Chi arriva a Leogang, tra montagne e sentieri che cambiano volto a seconda delle stagioni, scopre un hotel che ha fatto del radicamento territoriale la propria forza. Ogni piatto servito porta in tavola l’Alta Austria con i suoi prodotti, ma anche un pensiero critico sul modo in cui oggi intendiamo l’accoglienza. «La nostra regione è vivibile in tutte le stagioni, e vogliamo che anche chi lavora qui possa godere della stessa qualità di vita dei nostri ospiti», afferma Nadja. Le parole chiave sono onestà, apertura, passione: qualità che il Rupertus cerca nei nuovi collaboratori, a prescindere dall’esperienza. «Accogliamo volentieri anche chi arriva da percorsi diversi, a patto che abbia entusiasmo e rispetto per i valori del biologico», precisa la direttrice. In un settore ancora troppo spesso legato a logiche di sfruttamento e turnover esasperato, il Biohotel Rupertus offre un esempio concreto di come la sostenibilità non debba fermarsi alla cucina o alla gestione energetica. Qui la parola bio è intesa nel senso più pieno: vita, crescita, rispetto.

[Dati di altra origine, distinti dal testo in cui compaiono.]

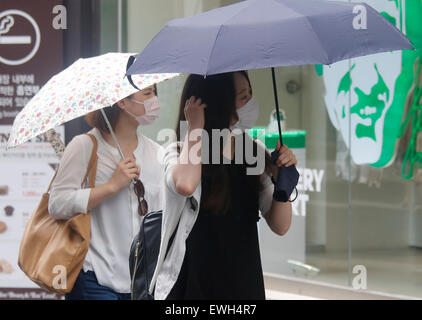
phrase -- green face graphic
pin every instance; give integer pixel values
(365, 96)
(369, 106)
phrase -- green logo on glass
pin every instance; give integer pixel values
(365, 96)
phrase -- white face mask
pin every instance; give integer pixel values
(152, 111)
(247, 115)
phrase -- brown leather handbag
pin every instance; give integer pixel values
(52, 251)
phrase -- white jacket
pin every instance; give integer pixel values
(184, 209)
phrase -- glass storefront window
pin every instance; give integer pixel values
(355, 213)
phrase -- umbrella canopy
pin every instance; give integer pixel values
(85, 86)
(257, 34)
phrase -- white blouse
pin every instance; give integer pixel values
(179, 214)
(114, 222)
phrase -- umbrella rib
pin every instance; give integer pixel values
(216, 36)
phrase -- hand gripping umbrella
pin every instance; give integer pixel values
(255, 34)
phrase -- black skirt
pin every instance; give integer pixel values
(222, 259)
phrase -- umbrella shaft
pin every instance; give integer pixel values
(276, 105)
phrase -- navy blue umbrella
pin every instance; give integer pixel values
(255, 34)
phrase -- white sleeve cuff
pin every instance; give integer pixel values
(81, 200)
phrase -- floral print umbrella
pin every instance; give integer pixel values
(85, 86)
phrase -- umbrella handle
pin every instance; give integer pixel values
(276, 105)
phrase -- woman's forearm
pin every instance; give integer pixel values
(279, 218)
(187, 172)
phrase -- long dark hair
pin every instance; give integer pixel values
(218, 93)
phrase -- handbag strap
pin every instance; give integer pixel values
(92, 165)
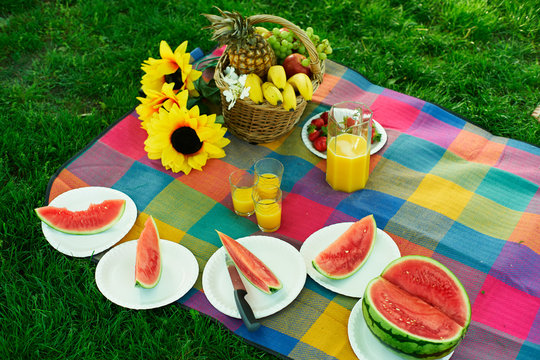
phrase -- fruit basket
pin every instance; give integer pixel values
(263, 123)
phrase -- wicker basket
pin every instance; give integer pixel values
(263, 123)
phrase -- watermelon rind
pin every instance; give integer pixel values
(41, 213)
(233, 248)
(373, 225)
(154, 241)
(401, 341)
(450, 274)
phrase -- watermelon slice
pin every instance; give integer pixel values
(417, 307)
(346, 255)
(253, 269)
(148, 258)
(97, 218)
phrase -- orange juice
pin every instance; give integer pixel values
(266, 185)
(242, 201)
(268, 213)
(347, 164)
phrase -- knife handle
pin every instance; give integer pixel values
(245, 310)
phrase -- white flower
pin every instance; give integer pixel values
(237, 88)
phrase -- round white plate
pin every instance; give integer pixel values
(115, 276)
(365, 345)
(374, 147)
(384, 251)
(87, 245)
(282, 258)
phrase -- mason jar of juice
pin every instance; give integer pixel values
(348, 146)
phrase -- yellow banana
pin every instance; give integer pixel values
(276, 74)
(254, 82)
(302, 83)
(272, 94)
(289, 98)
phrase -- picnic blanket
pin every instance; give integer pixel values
(440, 187)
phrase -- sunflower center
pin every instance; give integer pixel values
(176, 78)
(185, 140)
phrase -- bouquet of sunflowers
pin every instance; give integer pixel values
(178, 133)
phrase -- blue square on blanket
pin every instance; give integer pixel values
(269, 338)
(366, 202)
(415, 153)
(142, 184)
(470, 247)
(443, 115)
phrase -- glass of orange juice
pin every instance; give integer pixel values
(242, 182)
(269, 172)
(267, 202)
(348, 146)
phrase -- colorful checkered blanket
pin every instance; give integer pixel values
(440, 187)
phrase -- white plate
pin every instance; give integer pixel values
(282, 258)
(384, 251)
(87, 245)
(115, 276)
(365, 345)
(374, 147)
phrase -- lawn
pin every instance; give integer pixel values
(71, 68)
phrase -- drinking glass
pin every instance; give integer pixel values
(267, 202)
(349, 146)
(242, 182)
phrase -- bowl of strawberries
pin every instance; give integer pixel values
(315, 131)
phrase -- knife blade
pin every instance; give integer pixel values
(246, 313)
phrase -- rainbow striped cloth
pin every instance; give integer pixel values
(440, 187)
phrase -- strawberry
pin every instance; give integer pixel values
(318, 122)
(324, 116)
(314, 135)
(320, 144)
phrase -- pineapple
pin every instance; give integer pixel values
(248, 52)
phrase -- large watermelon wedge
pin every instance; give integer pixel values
(417, 307)
(253, 269)
(95, 219)
(346, 255)
(148, 257)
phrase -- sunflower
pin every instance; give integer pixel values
(183, 139)
(171, 68)
(154, 100)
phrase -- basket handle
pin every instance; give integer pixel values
(315, 63)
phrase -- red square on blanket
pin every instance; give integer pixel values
(394, 114)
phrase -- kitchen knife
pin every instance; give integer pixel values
(239, 296)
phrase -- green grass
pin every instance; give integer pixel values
(68, 69)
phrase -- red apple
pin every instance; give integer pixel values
(293, 64)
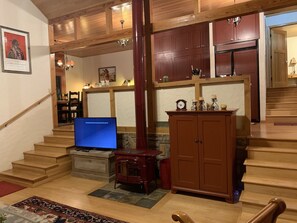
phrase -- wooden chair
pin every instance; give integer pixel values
(62, 106)
(73, 105)
(268, 214)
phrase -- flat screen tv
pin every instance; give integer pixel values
(95, 133)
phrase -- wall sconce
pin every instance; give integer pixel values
(123, 42)
(235, 20)
(126, 82)
(68, 63)
(293, 64)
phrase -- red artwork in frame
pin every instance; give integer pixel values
(15, 51)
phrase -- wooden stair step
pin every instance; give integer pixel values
(263, 199)
(54, 145)
(245, 217)
(59, 139)
(46, 156)
(262, 180)
(279, 165)
(272, 149)
(50, 154)
(273, 142)
(24, 175)
(35, 164)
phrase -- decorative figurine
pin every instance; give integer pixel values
(214, 106)
(194, 105)
(201, 106)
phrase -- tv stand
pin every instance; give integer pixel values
(93, 164)
(135, 166)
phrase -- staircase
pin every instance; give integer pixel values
(281, 105)
(49, 160)
(271, 171)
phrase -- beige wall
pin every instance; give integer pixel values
(19, 91)
(122, 60)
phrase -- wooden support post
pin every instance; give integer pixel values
(139, 76)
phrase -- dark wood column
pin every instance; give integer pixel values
(139, 76)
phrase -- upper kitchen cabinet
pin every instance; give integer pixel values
(176, 50)
(236, 29)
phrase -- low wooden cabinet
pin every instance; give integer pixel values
(134, 166)
(202, 147)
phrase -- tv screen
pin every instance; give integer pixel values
(95, 133)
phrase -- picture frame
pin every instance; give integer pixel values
(15, 51)
(107, 74)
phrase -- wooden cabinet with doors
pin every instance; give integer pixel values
(227, 31)
(242, 61)
(202, 147)
(176, 50)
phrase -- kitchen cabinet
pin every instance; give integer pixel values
(242, 61)
(226, 31)
(202, 152)
(176, 50)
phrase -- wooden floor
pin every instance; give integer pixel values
(73, 191)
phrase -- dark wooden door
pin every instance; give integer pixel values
(223, 63)
(184, 151)
(279, 69)
(212, 153)
(246, 62)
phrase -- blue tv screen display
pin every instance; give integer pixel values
(95, 133)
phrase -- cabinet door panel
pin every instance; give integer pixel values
(163, 42)
(248, 28)
(184, 151)
(213, 154)
(201, 60)
(246, 62)
(223, 63)
(182, 39)
(223, 32)
(181, 66)
(163, 66)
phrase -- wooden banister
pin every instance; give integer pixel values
(5, 124)
(268, 214)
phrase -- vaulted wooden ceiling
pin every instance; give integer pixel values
(57, 8)
(164, 14)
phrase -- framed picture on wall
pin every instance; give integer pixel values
(15, 51)
(107, 74)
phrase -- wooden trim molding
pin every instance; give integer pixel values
(16, 117)
(244, 8)
(244, 121)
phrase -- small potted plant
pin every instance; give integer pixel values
(2, 218)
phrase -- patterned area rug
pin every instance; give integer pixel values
(130, 194)
(8, 188)
(59, 213)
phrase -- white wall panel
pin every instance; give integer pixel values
(166, 100)
(125, 108)
(230, 94)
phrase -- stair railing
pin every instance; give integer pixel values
(5, 124)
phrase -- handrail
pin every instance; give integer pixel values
(5, 124)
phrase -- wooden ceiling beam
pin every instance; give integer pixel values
(92, 41)
(244, 8)
(88, 11)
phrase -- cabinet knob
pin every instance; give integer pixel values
(198, 141)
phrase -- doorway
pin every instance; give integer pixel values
(283, 58)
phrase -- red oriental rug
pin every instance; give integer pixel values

Un equilibrio che non nasce dal caso, ma da una filosofia coltivata con costanza e pragmatismo. Nadja lo sintetizza con naturalezza: «Quando ami il tuo lavoro, quando sai che contribuisce a qualcosa di più grande e lo fai insieme a un bel gruppo, la bilancia si riequilibra da sola». Il risultato è un hotel che non solo accoglie chi viaggia, ma costruisce ogni giorno un’idea diversa di ospitalità: più giusta, più consapevole, più umana.